Но когда я упомянул о Тарасе Бульбе, дед задумался. Эту книжку он здорово любил, много раз заставлял меня перечитывать вслух.
- Тут вот какая оказия может быть, - он отложил в сторону валенок и запустил пятерню в свою роскошную красную бороду. - Тут, Серега, не иначе, как опять брехня получается насчет твоего Гоголя-моголя. Никто эту книжку не сочинял, а так оно все само в жисти и было…
- Как же так, деда? Тут написано, что Гоголь сочинил.
- Заладил со своим Гоголем! - начинает сердиться дед. - А вот сказки я тебе сказываю - их тоже твой Гоголь выдумал? То-то. Были в ранешние времена и богатыри, и Змеи Горынычи, так это все и до нас дошло - от дедов к сынам, от сынов к внукам…
Ничего я не понял из его объяснения. Стало еще скучнее, клонит ко сну. Из горницы доносится невнятный бабушкин голос:
Баю, баюшки-баю,
Не ложися на краю.
Ложись посередочке.
Держись за веревочки…
Наконец за окнами слышится скрип снега под быстрыми шагами, гремит в сенцах щеколда - мама пришла!
- Морозище-то какой! Ажно уши на луне выросли, - говорит она, обметая березовым голиком снег с валенок, которые так настыли, что скользят и стучат по полу, как деревянные. От маминого полушубка в избе сладко запахло сеном и парным молоком.
Из горницы выходит бабушка.
- Насилу укатошкала, родимец его задери, - зевает она, прикрывая ладонью рот. - Об чем там, Марья, на собрании-то балакали?
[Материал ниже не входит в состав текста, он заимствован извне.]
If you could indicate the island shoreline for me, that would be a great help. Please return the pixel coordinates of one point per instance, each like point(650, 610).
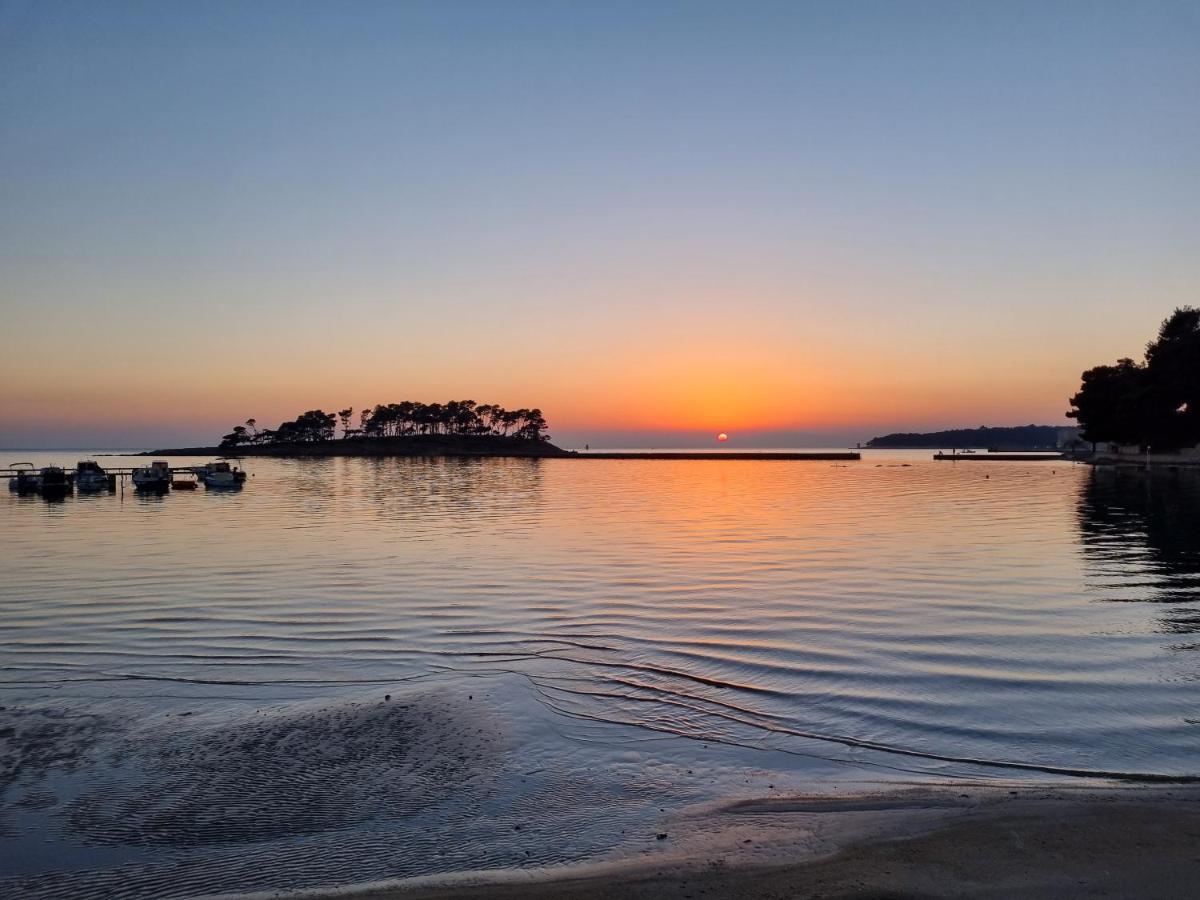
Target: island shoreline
point(966, 839)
Мать рассказывает новости. Полуторку колхозную для фронта забирают, всех пригодных лошадей тоже. Бригадира, Серегу Киндинова, призвали. На его место конюха Илюху Огнева поставили.
- Да куды ж его, лешака гундосого? - всплеснула руками бабушка. - Ить он же двух слов связать не может - жундит, как пчела в бутылке.
- На безрыбье и рак рыба, - отозвался дедушка. - В темноте и гнилушка светится…
- А еще для вас, тятя, плохая новость, - продолжает мать. - Ахмеда, что на хуторе в Шайдоше живет, тоже на войну забирают, дак порешили тебя к овцам туда приставить. Боле, сказывают, некого.
Дедушка аж подпрыгнул на стуле от этих слов.
- Да ты чо, ядрена корень, - выпучился он на маму, - ты с ума спятила - старика ветхого на зимовье посылать? Пригрел змейку на свою шейку…
- Будет тебе! - оборвала его бабушка, увидев, как побледнела мама. - Совсем очумел, ли чо ли? Ее-то почему виноватишь, она тут при чем? А ты чо нюни распустила? - без передыху напустилась она на маму. - Ты из его рук пока кусок не выглядываешь, сама, слава богу, робишь…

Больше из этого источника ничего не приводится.